The other guns were blaring too, right from the start.

Bobby Abreu singled with two out, Vladimir Guerrero doubled him home in the gap in right center and Torii Hunter hit the same spot to bring Guerrero in. First inning, Andy Pettitte slapped around. Angels led, 2-0.

This is why Angels fans have little to worry about. Their team, led by its manager, does all the worrying.

"Let's be honest. Crazy things can happen," says Gary Matthews Jr.

"Nothing is set in stone," says Jason Bulger.

"My dad always told me to only worry about the task at hand," says Hunter.

And then there is the standard, all together now: "Nobody's popping the champagne yet." Matthews, Bulger and Scioscia all said that in separate interviews.

So what does this mean?

It means that Scioscia is in control and that everybody has bought in. This is both a team and a cliche. Togetherness is mandated and practiced. All eyes are on the ball. Daydreaming is not allowed.

Nor is it as if the guy in control doesn't know what he is doing. Remember 2002? Yes, that World Series title. Same leader, same approach, ultimate results.

The Angels are about to win their third straight division title and their fifth in six seasons. Last year, they won 100 games. With 12 to go this year, they are 90-60. This is the team that, earlier this season, had a starting lineup for one game with all nine hitters at .300 or above. And the slippage since has been slight.

That's unheard of in the big leagues. So rest easy, fans.

The hard part, of course, is what comes next, even though the Angels aren't talking about that. That would be, most likely, the Red Sox in the divisional playoffs. Everybody knows the history, kind of like you know where all the ghosts are in your attic.

1986 -- The Donnie Moore league championship series, the Angels one strike from the World Series and the Red Sox win.

2004 -- Three-game Red Sox sweep in the league divisional series.

2007 -- Same thing.

2008 -- Same result, except it takes four games.

Matthews slips only slightly off the play-'em-one-at-a-time edict in addressing the ghost.

"The only time the playoffs even came to mind," he says, "is when we were in Boston. That brought memories of goals not reached."

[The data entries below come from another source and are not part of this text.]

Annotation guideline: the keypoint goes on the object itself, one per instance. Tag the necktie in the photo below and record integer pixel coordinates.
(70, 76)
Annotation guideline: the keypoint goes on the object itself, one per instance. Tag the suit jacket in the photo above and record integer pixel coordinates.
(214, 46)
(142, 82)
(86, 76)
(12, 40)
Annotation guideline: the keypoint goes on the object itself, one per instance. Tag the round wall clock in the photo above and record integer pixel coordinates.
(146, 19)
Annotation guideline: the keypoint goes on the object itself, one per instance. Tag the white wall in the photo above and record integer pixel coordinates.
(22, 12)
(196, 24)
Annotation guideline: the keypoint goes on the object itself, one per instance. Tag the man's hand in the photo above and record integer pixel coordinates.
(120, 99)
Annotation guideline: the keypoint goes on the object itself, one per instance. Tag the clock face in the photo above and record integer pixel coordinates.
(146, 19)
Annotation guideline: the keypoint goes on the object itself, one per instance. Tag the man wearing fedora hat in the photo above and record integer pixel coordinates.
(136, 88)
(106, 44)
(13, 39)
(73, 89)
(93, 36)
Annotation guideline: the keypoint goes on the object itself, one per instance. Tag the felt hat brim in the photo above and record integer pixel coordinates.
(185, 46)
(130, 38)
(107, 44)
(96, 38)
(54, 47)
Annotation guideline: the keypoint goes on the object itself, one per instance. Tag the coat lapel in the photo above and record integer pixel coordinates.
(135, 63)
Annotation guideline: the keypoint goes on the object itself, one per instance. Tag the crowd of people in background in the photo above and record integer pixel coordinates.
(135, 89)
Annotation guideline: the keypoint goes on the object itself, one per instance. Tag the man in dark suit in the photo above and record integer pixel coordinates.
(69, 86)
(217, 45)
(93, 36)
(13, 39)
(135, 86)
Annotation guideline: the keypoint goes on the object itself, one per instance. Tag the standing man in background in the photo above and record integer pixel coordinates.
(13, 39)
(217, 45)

The Yankees began Monday with the best record in baseball at 95-55. They ended it at 95-56. Final score: Worrywarts 5, Bronx Bombers 2.

Joe Saunders pitched a beauty for 8 1/3 innings, beating Pettitte, and Brian Fuentes closed, as he is supposed to. Alex Rodriguez hit a homer for the Yankees, as he is supposed to.

When Fuentes shut the Yankees down, there were two men on and the tying run at the plate. Plenty of drama. The crowd on its feet. Kind of a playoff feel.

Oops, sorry, Mike.

Before the game, a reporter remarked to Tim Mead, the Angels' director of communications, that the extra seating is already up in the press box for the playoffs. Scioscia overheard and said, "Better not be." Mead says they are just doing a test run for next year's All-Star game. Scioscia smiled, appreciating good scrambling.

The lines to buy playoff tickets will soon be getting longer at Angel Stadium ticket offices.

They may have to bring Scioscia in a back door.